Klager geeft steeds aan dat de duw in zijn rug de reden van zijn reactie is geweest. Dit is echter niet door het personeel gezien. Ook van andere patiënten is terzake geen eenduidig beeld naar voren gekomen. Wel is gezien dat klager een glas heeft
gepakt en op de grond heeft gegooid, en dat hij een stoel heeft gepakt en de betreffende medepatiënt daarmee klem heeft gezet. Dit is als intimiderend en bedreigend ervaren. Daar klager al buiten de afdeling op een kamer van de logeerunit verbleef, is
hem gevraagd daar vrijwillig te blijven. Dit is door de staf niet als een afzonderingsmaatregel gezien. Klagers deur is niet op slot gedaan en klager heeft geen beperking in het luchten gehad. De inrichting wilde proberen de kwestie via een gesprek op
te lossen. Op 10 oktober 2009 is de betreffende medepatiënt uit het gesprek weggelopen, omdat klager direct aangaf dat die medepatiënt was begonnen en laatstgenoemde op die manier niet wilde praten. In het weekend kunnen patiënten de gehele dag bezoek
ontvangen. Normaal was klager in het weekend niet op de afdeling. Klager was 11 oktober 2009 de hele dag met zijn vrouw op zijn kamer. In het gesprek van 12 oktober 2009, waarbij mevrouw Van de Sande aanwezig was, heeft klager niet naar zijn eigen
aandeel willen kijken en bleek er geen ingang voor een gesprek te zijn. Om die reden en omdat hij op 9 oktober 2009 agressief is geweest, is besloten klager in te sluiten. De betreffende medepatiënt is niet gelijktijdig ingesloten, omdat deze niet
agressief is geweest en bereid was in gesprek te gaan.
Klager en de betreffende medepatiënt zijn sinds het gebeuren geen dikke vrienden, maar koken wel samen op de afdeling.

3. De beoordeling
Op grond van de stukken en het verhandelde ter zitting is niet aannemelijk geworden dat klager al op 9 oktober 2009 is afgezonderd in de zin van artikel 34 Bvt. Klager verbleef immers al op de, buiten de afdeling gelegen, logeerunit en de deur van
klagers kamer is overdag tot aan de afzondering op 12 oktober 2009 niet afgesloten geweest. Daarom moet er van worden uitgegaan dat klager op 12 oktober 2009 is afgezonderd op zijn kamer. De schriftelijke mededeling van de beslissing tot afzondering is
op 12 oktober 2009, derhalve tijdig, aan klager uitgereikt.
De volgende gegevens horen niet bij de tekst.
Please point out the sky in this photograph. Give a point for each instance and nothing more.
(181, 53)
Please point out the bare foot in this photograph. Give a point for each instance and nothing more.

Voldoende aannemelijk is geworden dat door personeel is gezien dat op 9 oktober 2009 door klager en een medepatiënt tijdens een woordenwisseling over en weer werd geduwd, dat klager een glas heeft gepakt en kapot heeft gegooid en vervolgens een stoel
heeft gepakt die hij in eerste instantie wilde gooien maar uiteindelijk heeft gebruikt om de betreffende medepatiënt klem te zetten. Daarmee was klager in agressieve zin betrokken bij een incident op de afdeling en had hij daarmee een aandeel in een
escalatie tussen het op dat moment bestaande conflict tussen hem en de betreffende medepatiënt. Verdere escalatie is uitsluitend door ingrijpen van het personeel beëindigd. Door personeel en medepatiënten kon geen helderheid worden gegeven ten aanzien
van de vraag wie als eerste is begonnen.
De inrichting had ervoor kunnen kiezen een maatregel op te leggen, maar heeft er op dat moment voor gekozen dit niet te doen, maar te proberen de kwestie door middel van een gesprek met klager en de betrokken medepatiënt op te lossen. In de gesprekken
van 10 en 12 oktober 2009 is het volgens de inrichting niet tot een oplossing gekomen, omdat klager geen verantwoording voor zijn eigen aandeel heeft willen nemen.
Nu in ieder geval klagers agressieve aandeel in het conflict door het personeel is gezien en klager in de gesprekken geen verantwoording voor zijn eigen aandeel in dat conflict heeft willen nemen door alleen te willen spreken over het aandeel dat de
betrokken medepatiënt volgens hem had, heeft de inrichting in redelijkheid kunnen beslissen klager op 12 oktober 2009 in het belang van de orde en veiligheid in de inrichting op zijn kamer af te zonderen.
Nu de afzondering op 16 oktober 2009 is beëindigd omdat men op dat moment de veiligheid in de inrichting kon garanderen en in de tussentijd elke dag een poging is ondernomen om tot een oplossing te komen, kan niet worden geoordeeld dat de afzondering
langer dan noodzakelijk heeft geduurd.

Het beroep zal derhalve ongegrond worden verklaard.

4. De uitspraak
De beroepscommissie verklaart het beroep ongegrond en bevestigt de uitspraak van de beklagrechter met aanvulling van de gronden.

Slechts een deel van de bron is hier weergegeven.